En los últimos años, la denominada Ley Olimpia ha emergido como un instrumento jurídico fundamental en la lucha contra la violencia digital en México. Esta legislación, que lleva el nombre de Olimpia Coral Melo, activista pionera en esta causa, tipifica como delito la difusión de contenido íntimo sin consentimiento. El bufete Olivera Méndez y Asociados, especializado en derecho penal, analiza las profundas implicaciones de esta normativa, que ha reconfigurado el panorama legal frente a los abusos en entornos digitales.
“Antes de la Ley Olimpia, las víctimas de este tipo de agresiones se encontraban en un vacío legal, sin herramientas efectivas para perseguir a los agresores”, explica la socia principal, Dra. Valeria Olivera. “Hoy, esta ley reconoce la violencia digital como una modalidad específica que atenta contra la intimidad, la dignidad y la integridad de las personas, principalmente de mujeres y niñas”.
La reforma, incorporada a nivel federal y en códigos penales estatales, sanciona con penas que pueden ir de tres a seis años de prisión a quien, teniendo contenido de carácter sexual íntimo de una persona, obtenido con o sin su consentimiento en un principio, lo comparta, distribuya o publique sin autorización. Además, contempla agravantes cuando el responsable tenga una relación de confianza con la víctima o cuando el acto sea cometido con fines de lucro o de daño.
Los expertos de Olivera Méndez destacan que la ley no solo persigue la difusión masiva en redes sociales. “La jurisprudencia ha aclarado que compartir el material incluso en un grupo privado de WhatsApp o mediante mensajes directos ya configura el delito”, señala el abogado penalista Rodrigo Méndez. “El núcleo del tipo penal es la falta de consentimiento para esa difusión específica”.

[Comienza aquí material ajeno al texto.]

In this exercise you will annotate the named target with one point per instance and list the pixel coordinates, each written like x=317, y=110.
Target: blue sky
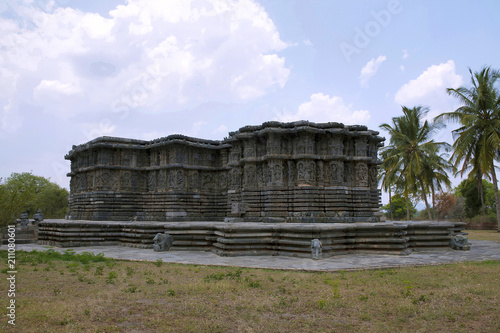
x=73, y=70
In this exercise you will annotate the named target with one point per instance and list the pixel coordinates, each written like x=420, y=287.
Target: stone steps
x=234, y=239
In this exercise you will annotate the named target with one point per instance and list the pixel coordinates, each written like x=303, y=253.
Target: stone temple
x=273, y=189
x=276, y=172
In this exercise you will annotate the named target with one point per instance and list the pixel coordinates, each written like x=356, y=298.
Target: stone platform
x=244, y=239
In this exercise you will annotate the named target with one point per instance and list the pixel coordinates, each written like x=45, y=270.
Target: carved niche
x=336, y=145
x=273, y=145
x=162, y=181
x=115, y=180
x=125, y=180
x=275, y=173
x=152, y=181
x=262, y=175
x=106, y=179
x=208, y=182
x=222, y=181
x=336, y=173
x=234, y=179
x=361, y=146
x=306, y=172
x=176, y=179
x=250, y=149
x=374, y=176
x=361, y=174
x=249, y=179
x=194, y=181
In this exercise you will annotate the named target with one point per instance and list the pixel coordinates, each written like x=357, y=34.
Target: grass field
x=88, y=293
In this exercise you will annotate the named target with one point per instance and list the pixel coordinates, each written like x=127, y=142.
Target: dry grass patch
x=491, y=235
x=71, y=293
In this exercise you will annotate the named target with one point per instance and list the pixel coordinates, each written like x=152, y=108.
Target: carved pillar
x=275, y=173
x=361, y=174
x=162, y=181
x=273, y=145
x=249, y=176
x=249, y=148
x=336, y=173
x=360, y=146
x=306, y=172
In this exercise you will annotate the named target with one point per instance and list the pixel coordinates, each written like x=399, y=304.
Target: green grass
x=88, y=293
x=490, y=235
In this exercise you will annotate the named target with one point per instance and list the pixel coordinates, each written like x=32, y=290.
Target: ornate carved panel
x=361, y=174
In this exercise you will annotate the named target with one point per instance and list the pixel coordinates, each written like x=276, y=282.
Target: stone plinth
x=238, y=239
x=298, y=172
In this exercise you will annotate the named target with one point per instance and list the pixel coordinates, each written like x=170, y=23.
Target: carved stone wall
x=275, y=172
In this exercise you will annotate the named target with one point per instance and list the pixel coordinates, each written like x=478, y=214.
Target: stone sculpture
x=162, y=242
x=38, y=217
x=24, y=220
x=460, y=242
x=316, y=247
x=294, y=172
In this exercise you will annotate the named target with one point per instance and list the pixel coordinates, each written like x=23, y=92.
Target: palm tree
x=477, y=140
x=387, y=179
x=412, y=154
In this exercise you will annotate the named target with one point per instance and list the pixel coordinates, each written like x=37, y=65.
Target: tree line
x=414, y=165
x=25, y=192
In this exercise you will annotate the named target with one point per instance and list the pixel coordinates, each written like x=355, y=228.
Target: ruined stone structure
x=276, y=172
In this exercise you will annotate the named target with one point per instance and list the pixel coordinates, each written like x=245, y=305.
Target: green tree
x=398, y=208
x=412, y=156
x=468, y=190
x=25, y=192
x=477, y=140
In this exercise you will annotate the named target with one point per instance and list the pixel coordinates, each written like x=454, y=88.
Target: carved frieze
x=306, y=172
x=257, y=166
x=162, y=181
x=249, y=176
x=361, y=175
x=275, y=173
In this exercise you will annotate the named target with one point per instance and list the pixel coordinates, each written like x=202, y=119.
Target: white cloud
x=370, y=69
x=434, y=79
x=222, y=130
x=146, y=55
x=429, y=89
x=323, y=108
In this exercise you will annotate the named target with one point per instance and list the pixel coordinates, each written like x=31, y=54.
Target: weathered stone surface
x=460, y=242
x=276, y=172
x=162, y=242
x=233, y=239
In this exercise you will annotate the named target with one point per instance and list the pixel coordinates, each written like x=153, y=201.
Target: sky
x=74, y=70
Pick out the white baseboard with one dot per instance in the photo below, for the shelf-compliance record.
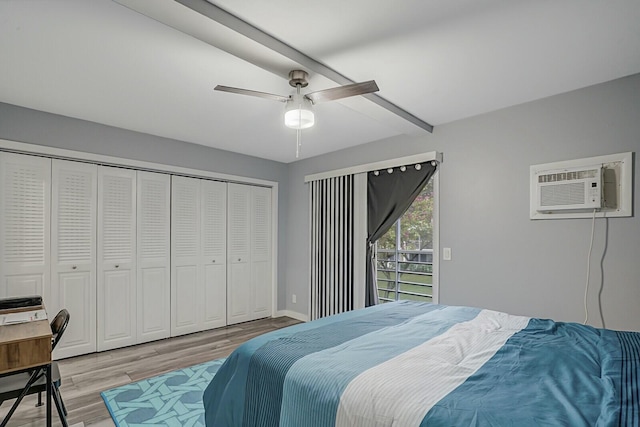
(292, 314)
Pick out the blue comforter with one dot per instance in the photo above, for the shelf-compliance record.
(418, 364)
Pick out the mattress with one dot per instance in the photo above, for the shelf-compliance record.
(417, 364)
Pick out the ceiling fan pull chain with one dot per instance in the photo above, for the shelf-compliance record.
(298, 136)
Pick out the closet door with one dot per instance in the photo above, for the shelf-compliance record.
(116, 257)
(25, 203)
(239, 268)
(73, 253)
(186, 304)
(261, 271)
(214, 253)
(153, 272)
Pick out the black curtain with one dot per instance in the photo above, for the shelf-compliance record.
(389, 195)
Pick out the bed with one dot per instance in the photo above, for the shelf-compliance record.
(416, 364)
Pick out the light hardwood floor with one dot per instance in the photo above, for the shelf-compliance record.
(84, 377)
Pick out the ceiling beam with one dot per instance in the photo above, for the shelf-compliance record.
(236, 24)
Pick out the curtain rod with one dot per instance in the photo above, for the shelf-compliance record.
(385, 164)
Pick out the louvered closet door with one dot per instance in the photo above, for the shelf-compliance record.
(25, 197)
(239, 268)
(153, 272)
(214, 253)
(116, 257)
(73, 253)
(261, 253)
(186, 305)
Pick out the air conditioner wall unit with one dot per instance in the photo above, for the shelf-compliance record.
(570, 189)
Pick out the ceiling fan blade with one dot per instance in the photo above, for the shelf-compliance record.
(252, 93)
(342, 92)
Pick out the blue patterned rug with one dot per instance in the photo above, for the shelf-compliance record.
(171, 399)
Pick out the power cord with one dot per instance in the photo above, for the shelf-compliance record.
(586, 288)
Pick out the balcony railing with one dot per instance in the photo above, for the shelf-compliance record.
(405, 275)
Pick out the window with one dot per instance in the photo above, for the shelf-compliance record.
(405, 253)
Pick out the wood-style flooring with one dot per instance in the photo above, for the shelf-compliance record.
(84, 377)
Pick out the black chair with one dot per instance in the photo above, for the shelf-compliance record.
(13, 386)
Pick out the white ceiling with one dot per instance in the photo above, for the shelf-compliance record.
(440, 60)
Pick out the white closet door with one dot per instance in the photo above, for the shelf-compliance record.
(186, 305)
(25, 203)
(239, 268)
(261, 277)
(214, 253)
(116, 257)
(73, 253)
(153, 264)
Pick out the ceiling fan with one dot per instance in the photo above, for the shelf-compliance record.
(298, 108)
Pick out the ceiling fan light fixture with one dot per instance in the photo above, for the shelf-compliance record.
(298, 113)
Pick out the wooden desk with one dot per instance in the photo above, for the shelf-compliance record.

No obstante, el despacho advierte sobre los retos en la aplicación. La recolección de evidencia digital, que requiere peritajes especializados, y la necesidad de una sensibilización constante de jueces y ministerios públicos son obstáculos significativos. “La prueba es clave. Se debe preservar el metadato de las publicaciones, capturas de pantalla con fechas y la cadena de custodia digital”, agrega Méndez.
Para las víctimas, el consejo es actuar con celeridad: presentar la denuncia ante la Fiscalía correspondiente, solicitar medidas de protección y no borrar las pruebas de los dispositivos. “Más allá de la sanción penal, la ley busca la reparación del daño y el cese inmediato de la difusión”, concluye la Dra. Olivera.
La Ley Olimpia representa, en síntesis, un avance crucial para combatir una forma de violencia que deja profundas secuelas psicológicas y sociales. Su correcta aplicación, como subrayan los profesionales de Olivera Méndez y Asociados, depende de la colaboración entre víctimas, abogados especializados y autoridades comprometidas con erradicar la impunidad en los espacios digitales.